Brave Scientists Risk Own Lives to Find a Cure for Malaria
A vaccine, developed by the PATH’s Malaria Vaccine Initiative in partnership with GlaxoSmithKline, providing approximately 50% efficacy against malaria, is the result of 25 years of research, and the bravery of scientists willing to infect themselves with the disease in order to test the vaccine.
Dr. Ripley Ballou, Army researcher
infecting himself with malaria
to save others lives
Picture from One Campaign via Flickr.
A vaccine, developed by the PATH’s Malaria Vaccine Initiative in partnership with GlaxoSmithKline, providing approximately 50% efficacy against malaria, is the result of 25 years of research, and the bravery of scientists willing to infect themselves with the disease in order to test the vaccine.
Malaria, which can be cured by anti-malarial drugs, is now mutating into a drug-resistant version along the Thai-Cambodia border due in part to the influx of substandard and counterfeit anti-malarial medications sold to the poor. The counterfeit medications contain small quantities of active ingredients, notably artemisinin, which is the most recently developed and effective anti-malarial agent. Exposure to low, non-therapeutic doses of the medication have given the disease resistance to the medication, scientists at the World Health Organization suspect. A vaccine would put the counterfeiters out of their lucrative and deadly business, saving millions of childrens’ lives.
Dr. Ripley Ballou, head of clinical research and translational science at GlaxoSmithKline Biologicals was an Army major leading an experimental study of the first malaria vaccine candidate in 1987. The potential vaccine developed by Walter Reed Army Institute of Research, the National Institutes of Health and GSK, was the first iteration of the vaccine now expected to start saving lives in 2015, reports NGO One.
As part of their research, besides interviewing devastated mothers who lost their children to malaria, they also inflicted themselves with both the test vaccination, and the disease.
Said Dr. Ballou, “There was a tradition in our institution that before giving a new vaccine to strangers, you were to test it on yourself.”

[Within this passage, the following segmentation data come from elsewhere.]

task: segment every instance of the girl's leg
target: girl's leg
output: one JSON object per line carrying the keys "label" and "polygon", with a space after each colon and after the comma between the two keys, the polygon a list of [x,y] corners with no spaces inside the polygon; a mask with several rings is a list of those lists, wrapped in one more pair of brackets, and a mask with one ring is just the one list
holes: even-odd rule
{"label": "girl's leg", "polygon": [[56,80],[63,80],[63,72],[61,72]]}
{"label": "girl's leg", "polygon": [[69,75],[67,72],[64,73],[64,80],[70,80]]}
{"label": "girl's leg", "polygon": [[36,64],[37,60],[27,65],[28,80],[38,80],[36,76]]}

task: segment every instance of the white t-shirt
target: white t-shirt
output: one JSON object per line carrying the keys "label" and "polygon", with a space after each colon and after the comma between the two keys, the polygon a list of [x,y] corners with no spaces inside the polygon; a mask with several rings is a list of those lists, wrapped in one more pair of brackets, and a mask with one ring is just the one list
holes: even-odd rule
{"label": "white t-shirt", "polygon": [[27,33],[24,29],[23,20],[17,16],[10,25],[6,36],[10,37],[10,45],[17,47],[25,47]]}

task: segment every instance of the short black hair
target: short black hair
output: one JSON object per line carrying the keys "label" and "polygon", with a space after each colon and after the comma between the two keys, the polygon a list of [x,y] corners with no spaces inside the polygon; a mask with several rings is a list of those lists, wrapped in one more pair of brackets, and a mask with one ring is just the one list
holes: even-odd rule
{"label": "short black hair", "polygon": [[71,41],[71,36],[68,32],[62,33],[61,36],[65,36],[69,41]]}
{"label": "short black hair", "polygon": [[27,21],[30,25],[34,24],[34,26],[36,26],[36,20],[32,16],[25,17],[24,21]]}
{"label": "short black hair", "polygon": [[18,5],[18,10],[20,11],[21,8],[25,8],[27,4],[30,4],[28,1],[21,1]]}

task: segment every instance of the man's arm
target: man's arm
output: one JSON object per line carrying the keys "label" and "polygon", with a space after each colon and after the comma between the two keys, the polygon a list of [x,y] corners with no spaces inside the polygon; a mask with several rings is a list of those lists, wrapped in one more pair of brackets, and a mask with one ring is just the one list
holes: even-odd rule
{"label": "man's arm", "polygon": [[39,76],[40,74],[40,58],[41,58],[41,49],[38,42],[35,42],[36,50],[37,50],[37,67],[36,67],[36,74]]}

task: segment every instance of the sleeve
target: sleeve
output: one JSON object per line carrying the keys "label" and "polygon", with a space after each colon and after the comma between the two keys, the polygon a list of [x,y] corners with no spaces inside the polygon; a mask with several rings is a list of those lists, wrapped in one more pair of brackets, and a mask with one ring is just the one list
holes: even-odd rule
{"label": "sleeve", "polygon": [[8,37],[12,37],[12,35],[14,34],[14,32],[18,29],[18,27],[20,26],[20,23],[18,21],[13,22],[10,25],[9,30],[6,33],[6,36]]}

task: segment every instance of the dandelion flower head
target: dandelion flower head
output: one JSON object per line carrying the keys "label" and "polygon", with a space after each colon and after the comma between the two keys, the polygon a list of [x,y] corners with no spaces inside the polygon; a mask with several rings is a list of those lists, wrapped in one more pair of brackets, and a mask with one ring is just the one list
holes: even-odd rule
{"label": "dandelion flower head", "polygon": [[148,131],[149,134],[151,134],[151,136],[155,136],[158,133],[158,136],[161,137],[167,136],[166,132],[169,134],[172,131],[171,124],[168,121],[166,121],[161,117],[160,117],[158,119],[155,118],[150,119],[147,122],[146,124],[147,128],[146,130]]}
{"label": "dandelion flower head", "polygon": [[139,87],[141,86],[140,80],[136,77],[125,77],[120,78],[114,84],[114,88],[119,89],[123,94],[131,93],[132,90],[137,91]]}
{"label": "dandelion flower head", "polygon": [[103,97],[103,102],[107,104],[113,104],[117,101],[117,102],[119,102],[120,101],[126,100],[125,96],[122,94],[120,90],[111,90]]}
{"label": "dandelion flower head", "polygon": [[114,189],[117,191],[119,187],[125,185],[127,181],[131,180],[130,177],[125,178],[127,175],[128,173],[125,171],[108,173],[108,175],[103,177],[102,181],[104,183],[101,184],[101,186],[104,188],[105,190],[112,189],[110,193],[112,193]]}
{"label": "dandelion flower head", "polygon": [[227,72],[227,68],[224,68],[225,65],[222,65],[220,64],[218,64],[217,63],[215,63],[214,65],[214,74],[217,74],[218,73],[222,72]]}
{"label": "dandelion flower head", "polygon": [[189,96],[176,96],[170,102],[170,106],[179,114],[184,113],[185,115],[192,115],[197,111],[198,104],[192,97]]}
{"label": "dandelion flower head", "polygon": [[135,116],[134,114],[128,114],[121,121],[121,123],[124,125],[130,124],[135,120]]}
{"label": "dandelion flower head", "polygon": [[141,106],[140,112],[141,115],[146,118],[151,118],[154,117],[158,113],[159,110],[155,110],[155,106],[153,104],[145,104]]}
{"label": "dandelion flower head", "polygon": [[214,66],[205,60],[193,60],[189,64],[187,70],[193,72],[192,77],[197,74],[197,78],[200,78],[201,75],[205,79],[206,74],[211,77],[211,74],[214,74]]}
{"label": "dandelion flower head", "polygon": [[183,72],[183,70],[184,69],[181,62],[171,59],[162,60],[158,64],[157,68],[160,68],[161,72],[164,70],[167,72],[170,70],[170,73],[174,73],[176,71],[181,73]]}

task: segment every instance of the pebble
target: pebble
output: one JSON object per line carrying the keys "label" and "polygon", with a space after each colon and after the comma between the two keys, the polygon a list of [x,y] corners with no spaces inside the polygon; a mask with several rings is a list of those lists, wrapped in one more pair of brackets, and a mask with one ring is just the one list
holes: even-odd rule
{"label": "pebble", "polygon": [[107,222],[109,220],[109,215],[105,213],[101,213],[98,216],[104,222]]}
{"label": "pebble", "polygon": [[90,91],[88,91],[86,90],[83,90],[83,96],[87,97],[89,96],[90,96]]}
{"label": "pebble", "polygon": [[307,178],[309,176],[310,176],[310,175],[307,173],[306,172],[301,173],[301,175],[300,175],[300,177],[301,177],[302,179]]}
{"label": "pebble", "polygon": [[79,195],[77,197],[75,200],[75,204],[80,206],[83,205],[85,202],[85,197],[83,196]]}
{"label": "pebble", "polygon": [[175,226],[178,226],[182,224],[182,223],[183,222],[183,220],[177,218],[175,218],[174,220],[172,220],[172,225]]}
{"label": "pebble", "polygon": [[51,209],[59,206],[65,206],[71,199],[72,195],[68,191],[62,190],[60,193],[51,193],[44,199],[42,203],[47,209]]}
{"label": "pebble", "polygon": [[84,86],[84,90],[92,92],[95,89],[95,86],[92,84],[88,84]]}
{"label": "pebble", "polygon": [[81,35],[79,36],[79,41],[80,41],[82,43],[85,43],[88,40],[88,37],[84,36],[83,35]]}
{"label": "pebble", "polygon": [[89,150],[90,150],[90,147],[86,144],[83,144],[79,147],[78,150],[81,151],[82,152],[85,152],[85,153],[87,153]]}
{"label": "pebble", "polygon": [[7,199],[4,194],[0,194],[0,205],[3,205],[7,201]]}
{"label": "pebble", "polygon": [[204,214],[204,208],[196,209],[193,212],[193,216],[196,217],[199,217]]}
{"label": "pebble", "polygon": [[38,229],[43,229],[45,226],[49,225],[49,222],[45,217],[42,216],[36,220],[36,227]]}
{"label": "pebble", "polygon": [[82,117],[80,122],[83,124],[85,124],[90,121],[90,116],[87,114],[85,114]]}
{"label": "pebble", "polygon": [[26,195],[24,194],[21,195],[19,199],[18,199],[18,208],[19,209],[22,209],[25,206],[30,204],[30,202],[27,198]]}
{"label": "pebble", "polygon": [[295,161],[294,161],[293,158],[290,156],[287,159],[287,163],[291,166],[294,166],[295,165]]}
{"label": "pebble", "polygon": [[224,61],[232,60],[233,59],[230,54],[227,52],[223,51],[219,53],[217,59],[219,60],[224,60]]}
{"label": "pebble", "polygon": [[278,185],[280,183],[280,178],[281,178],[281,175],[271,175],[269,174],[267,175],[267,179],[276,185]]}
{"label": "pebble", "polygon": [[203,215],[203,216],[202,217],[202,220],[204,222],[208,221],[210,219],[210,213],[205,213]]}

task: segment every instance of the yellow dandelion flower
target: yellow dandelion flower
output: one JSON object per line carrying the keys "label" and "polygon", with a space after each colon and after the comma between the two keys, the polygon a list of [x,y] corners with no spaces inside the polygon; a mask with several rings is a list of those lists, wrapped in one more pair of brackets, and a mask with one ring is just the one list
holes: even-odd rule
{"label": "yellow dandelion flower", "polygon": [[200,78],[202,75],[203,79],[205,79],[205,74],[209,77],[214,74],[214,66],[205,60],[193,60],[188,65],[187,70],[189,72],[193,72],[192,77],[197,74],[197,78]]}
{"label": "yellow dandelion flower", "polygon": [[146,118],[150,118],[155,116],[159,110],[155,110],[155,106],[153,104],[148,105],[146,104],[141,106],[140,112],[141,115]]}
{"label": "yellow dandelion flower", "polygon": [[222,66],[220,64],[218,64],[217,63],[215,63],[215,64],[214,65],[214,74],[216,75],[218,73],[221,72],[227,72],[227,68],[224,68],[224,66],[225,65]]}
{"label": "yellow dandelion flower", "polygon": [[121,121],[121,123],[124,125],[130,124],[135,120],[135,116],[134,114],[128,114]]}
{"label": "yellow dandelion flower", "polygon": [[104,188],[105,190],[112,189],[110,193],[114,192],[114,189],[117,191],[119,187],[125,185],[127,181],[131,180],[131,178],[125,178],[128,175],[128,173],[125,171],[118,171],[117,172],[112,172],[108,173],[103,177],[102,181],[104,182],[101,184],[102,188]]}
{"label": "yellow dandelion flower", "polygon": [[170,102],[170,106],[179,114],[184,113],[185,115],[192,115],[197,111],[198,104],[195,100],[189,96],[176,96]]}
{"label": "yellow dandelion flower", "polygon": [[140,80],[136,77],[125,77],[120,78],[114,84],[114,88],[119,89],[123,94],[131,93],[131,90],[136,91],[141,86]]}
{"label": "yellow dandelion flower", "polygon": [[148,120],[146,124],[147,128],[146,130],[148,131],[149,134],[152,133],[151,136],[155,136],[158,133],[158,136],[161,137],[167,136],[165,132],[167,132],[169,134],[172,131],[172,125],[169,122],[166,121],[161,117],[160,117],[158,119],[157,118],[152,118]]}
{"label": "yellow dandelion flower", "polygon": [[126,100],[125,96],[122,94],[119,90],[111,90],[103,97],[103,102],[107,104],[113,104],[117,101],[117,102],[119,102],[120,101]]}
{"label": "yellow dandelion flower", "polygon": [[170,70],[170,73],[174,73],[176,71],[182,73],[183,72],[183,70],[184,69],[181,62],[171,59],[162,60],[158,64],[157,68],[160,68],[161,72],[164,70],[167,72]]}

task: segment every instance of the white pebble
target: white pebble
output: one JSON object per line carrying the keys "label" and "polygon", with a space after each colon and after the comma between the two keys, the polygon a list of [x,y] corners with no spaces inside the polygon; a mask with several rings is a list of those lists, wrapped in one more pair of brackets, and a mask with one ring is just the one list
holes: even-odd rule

He and his fellow researchers from Walter Reed injected themselves with the vaccination, and then a few weeks later, subjected themselves to bites from five mosquitoes heavily infected with falciparum malaria. The results were impressive. One person was completely protected, but no one else, even Dr. Ballou. But they knew then that they could create a vaccination for malaria, something upon which Dr. Ballou has been concentrating for 25 years.
Ten years later, another researcher, Joe Cohen, discovered a potential vaccine that protected six of seven volunteers.
In the almost 15 years since, PATH Malaria Vaccine Initiative and a number of African researchers have been leading trials, including in the location where Dr. Ballou first encountered the suffering of malaria, through loss of life and his own illness.
Dr. Ballou is committed to defeating malaria, and believes that in the next few years a true malaria vaccine will be available.